Final answer:
The age of the artifact can be calculated using carbon-14 dating, by comparing the current disintegration rate to a known rate in living samples. With a half-life of 5,730 years for carbon-14, the artifact is approximately 306 years old.
Step-by-step explanation:
To calculate the age of the artifact using carbon-14 dating, we first need to understand that the half-life of carbon-14 is about 5,730 years. This means that every 5,730 years, the amount of carbon-14 is reduced to half of its original amount due to radioactive decay. Using the provided activity rate measurements, we can then determine how many half-lives have passed since the artifact was from a living organism.
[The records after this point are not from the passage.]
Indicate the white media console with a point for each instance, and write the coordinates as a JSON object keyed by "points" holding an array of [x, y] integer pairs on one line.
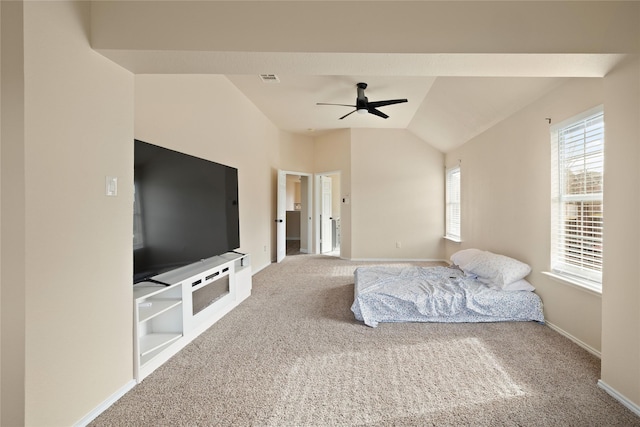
{"points": [[167, 318]]}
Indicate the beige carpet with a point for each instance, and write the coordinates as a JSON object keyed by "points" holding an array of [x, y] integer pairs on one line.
{"points": [[293, 355]]}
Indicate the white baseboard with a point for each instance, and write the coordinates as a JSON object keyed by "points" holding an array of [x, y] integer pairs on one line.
{"points": [[104, 405], [398, 260], [574, 339], [620, 398]]}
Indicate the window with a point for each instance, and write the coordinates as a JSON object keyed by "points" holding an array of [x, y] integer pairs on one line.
{"points": [[452, 195], [577, 172]]}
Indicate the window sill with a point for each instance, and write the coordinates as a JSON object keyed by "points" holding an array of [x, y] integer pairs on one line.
{"points": [[576, 283], [452, 239]]}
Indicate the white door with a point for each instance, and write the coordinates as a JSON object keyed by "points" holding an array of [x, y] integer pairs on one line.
{"points": [[326, 228], [281, 217]]}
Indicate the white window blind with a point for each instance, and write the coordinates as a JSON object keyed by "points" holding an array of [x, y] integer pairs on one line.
{"points": [[452, 222], [577, 151]]}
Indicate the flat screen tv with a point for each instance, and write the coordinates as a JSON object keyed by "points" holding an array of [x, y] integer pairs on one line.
{"points": [[185, 210]]}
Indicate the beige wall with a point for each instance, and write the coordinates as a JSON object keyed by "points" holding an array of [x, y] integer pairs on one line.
{"points": [[206, 116], [397, 196], [506, 205], [506, 200], [78, 130], [621, 278], [12, 215]]}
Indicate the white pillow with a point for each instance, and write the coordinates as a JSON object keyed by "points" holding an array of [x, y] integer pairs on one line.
{"points": [[497, 269], [519, 285], [463, 257]]}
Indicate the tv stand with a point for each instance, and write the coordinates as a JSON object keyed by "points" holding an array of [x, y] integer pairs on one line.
{"points": [[175, 307]]}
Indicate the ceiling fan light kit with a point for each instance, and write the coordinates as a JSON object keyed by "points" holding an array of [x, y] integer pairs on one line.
{"points": [[363, 106]]}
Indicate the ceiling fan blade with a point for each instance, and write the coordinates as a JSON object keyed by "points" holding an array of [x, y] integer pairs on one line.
{"points": [[348, 114], [377, 104], [377, 112], [344, 105]]}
Given that a sample of fresh wood has an activity of 20 Bq and the artifact has an activity of 19 Bq, we can assume that not much time has passed, as the activity has not reduced significantly. To find the age, we'll use the formula:
N(t) = N_0 * (1/2)^(t/T)
where N(t) is the remaining amount of carbon-14, N_0 is the initial amount of carbon-14, t is the time that has passed, and T is the half-life of carbon-14.
In this case, using N(t)/N_0 = 19/20 and T = 5,730 years, we can solve for t:
(19/20) = (1/2)^(t/5730)
t = -5730 * log2(19/20)
t ≈ 306 years
Therefore, the age of the artifact is approximately 306 years.